With the same setup we also explored rTPEF (Fig. 3C), which was performed on a fluorescent Argo-SIM (Argolight, France) calibration slide. For >50 profile lines pairs randomly considered in the displayed TPEF and rTPEF images, the average FWHM ratio was 1.51 ± 0.05, with the average FWHM calculated for the rTPEF and TPEF images being 241 ± 5 nm and 360 ± 10 nm, respectively. Examples of TPEF & rTPEF profile lines are provided in Fig. 3D.
Discussion
The greater level of detail offered by rSHG over conventional SHG can obviously favor the more accurate extraction of quantitative information reflecting the morphology and other properties of the collagen fibrils (16, 17), which play an important role in computer-aided diagnostics scenarios.

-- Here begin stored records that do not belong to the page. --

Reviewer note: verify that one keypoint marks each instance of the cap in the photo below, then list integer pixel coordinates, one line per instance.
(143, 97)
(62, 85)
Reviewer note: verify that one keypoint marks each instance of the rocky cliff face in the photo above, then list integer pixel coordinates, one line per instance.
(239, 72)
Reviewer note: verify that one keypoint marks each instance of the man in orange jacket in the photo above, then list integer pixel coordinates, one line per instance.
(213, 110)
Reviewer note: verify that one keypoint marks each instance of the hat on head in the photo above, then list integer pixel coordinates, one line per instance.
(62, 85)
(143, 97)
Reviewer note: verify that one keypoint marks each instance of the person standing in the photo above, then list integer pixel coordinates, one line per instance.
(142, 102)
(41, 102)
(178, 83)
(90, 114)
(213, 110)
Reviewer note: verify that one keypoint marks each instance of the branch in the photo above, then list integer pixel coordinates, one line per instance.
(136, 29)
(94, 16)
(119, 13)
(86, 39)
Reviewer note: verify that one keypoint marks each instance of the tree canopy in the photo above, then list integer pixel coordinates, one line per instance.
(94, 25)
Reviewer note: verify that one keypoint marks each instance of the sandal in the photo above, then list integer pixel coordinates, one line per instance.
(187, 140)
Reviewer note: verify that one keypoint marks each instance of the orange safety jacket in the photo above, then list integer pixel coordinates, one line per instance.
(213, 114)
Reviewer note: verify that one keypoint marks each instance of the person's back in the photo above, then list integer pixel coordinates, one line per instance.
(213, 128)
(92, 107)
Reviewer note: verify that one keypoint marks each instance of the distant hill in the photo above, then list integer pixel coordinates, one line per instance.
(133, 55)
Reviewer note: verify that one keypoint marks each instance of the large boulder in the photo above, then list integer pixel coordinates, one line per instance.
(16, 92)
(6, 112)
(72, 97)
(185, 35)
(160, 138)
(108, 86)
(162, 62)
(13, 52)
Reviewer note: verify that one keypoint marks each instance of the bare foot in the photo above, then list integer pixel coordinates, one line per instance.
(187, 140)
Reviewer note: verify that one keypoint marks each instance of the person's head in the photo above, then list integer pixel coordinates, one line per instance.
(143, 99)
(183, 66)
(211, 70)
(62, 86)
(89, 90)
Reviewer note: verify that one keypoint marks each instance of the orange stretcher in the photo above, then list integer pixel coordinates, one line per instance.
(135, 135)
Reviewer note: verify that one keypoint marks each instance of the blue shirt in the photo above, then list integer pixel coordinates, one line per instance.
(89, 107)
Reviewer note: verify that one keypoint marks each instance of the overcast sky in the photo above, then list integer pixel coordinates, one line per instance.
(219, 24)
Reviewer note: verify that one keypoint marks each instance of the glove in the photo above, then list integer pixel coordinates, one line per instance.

Furthermore, for methods aimed at differentiating pathological vs. healthy tissues based on pixel-by-pixel fitting of polarization-resolved SHG images of collagen fibrils (18), a higher optical resolution enables access to additional information which can augment the diagnostic procedure.
In terms of relevant applications, given that an RCM unit adapted for rSHG can be easily coupled to optical microscopes already available in clinical settings, we argue that histopathology laboratories can benefit from this reported methodology, as it can enable modern workflows based on NLO techniques to complement traditional assays. Such correlative approaches can be implemented on samples prepared using traditional histopathology protocols, as usual dyes (e.g., H&E) do not significantly affect the SHG signals. On the other hand, such stains have been shown to augment tissue imaging (19) with third harmonic generation microscopy (THG), which can potentially be implemented with the same re-scan architecture, depending on the availability of appropriate illumination sources. Furthermore, considering that super-resolved imaging of collagen, lipids, and various endogenous chromophores can also be performed on unstained tissues with rSHG, re-scan THG, and rTPEF, respectively, we argue that these techniques can be of important help to identify subtle modifications that precede, or develop, during cancers on freshly excised tissues, next to the patient. This can promote improved diagnostics and faster decision-making.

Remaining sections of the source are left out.